3 Replies Latest reply on Oct 19, 2010 1:06 PM by MicahVillmow

    printf implicit sync?

    Meteorhead
      what does it do?

      Hi!

      My situation is I have a simulation program that gives differing results based on me having printf() commands inside the kernel or not.

      I had several variables printed out for debugging, and I realised on the way printf commands impose major lag on execution.
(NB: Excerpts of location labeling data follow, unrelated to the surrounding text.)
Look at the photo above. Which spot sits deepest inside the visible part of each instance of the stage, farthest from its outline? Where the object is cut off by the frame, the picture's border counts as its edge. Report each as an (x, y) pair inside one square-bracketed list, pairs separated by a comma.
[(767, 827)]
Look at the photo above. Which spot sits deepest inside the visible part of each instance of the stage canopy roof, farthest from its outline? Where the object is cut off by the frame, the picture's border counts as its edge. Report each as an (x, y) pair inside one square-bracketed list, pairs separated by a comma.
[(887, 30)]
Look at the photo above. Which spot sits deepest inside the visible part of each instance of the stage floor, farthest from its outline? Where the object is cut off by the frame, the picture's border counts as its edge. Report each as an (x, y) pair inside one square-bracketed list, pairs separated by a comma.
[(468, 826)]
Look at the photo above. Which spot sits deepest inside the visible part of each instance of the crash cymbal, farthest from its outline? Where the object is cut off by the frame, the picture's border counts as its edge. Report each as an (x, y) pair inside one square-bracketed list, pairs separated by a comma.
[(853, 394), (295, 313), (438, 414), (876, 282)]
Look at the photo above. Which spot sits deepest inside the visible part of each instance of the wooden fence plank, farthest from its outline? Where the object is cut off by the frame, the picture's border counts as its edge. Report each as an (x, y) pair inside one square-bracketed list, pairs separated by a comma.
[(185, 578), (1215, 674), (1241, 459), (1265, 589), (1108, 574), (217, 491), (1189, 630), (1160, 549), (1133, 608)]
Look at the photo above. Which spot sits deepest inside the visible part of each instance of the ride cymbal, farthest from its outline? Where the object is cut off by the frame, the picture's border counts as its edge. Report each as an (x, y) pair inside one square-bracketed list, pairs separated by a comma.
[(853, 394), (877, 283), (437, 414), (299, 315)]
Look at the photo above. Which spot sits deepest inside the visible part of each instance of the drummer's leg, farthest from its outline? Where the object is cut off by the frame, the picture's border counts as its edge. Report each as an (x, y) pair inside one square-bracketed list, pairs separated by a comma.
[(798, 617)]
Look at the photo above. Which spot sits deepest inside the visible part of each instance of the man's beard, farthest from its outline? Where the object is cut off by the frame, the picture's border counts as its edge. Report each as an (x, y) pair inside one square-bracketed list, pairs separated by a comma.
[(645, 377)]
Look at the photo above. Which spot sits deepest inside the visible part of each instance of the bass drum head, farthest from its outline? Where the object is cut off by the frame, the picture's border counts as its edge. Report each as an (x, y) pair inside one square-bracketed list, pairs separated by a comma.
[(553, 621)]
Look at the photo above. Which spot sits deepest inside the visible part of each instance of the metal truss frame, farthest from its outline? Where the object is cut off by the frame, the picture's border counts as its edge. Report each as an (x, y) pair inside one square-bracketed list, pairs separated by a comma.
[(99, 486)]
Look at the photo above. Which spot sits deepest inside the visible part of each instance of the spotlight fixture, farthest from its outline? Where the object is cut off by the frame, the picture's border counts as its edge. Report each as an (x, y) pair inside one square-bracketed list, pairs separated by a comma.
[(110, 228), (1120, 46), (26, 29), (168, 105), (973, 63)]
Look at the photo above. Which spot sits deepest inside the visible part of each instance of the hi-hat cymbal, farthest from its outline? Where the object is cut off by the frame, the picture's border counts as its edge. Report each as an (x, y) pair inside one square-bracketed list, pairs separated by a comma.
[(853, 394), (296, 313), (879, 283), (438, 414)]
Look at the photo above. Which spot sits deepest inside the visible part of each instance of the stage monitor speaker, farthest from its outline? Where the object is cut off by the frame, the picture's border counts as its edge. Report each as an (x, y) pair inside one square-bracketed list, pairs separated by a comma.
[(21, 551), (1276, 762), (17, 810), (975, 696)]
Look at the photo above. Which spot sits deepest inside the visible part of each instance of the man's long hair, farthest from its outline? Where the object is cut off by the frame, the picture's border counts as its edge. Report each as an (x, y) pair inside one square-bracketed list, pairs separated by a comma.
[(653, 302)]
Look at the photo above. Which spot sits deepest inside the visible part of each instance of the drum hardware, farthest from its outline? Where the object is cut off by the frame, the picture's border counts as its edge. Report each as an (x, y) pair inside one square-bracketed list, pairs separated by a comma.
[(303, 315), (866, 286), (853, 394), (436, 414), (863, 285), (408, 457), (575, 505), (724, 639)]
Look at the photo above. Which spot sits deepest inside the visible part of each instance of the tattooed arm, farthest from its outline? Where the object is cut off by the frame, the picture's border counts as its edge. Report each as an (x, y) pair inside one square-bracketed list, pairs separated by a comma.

When the code was working I removed all printf commands from the kernel and it started giving bad results.

      Not all, but some kernels return fishy results, which leads me to suspect there is a sync issue somewhere in the code.

      How exactly does printf alter kernel execution?

        • printf implicit sync?
          nou

          IMHO printf() on GPU is implemented that there is some buffer where it put strings during execution. and to get position where to write it must execute some atomic_add to some position counter. so printf() can in some way serialize your code.

          • printf implicit sync?
            himanshu.gautam

            hi meteorhead,

            AFAIK printf cannot affect kernel execution & hence should not produce fishy results.

            But i guess while a kernel executes a printf call it needs to write down something on the stdut terminal(monitor) which can only be done serially.So printf would result in some contention as each thread has to execute this command serially.So depending on the context switching mechanisms used by OS the threads would be run in serial fashion.Anyhow this should only affect the order of execution of threads and will only affect results if the results depend on this order(which should never be taken for granted).

            If the problem persists:

            Post your code here and we may discuss what's causing your code to result in wrong outputs.Also post your system configurationS,CPU,GPU,SDK,DRIVER.  

            Thanks

            • printf implicit sync?
              MicahVillmow
              Himanshu,
              That is not entirely correct. The runtime breaks up a kernel launch into multiple smaller launches based on how much printf data is used. This can introduce unintended side-effects when attempting to synchronize global memory as there are implicit global barriers in a printf kernel.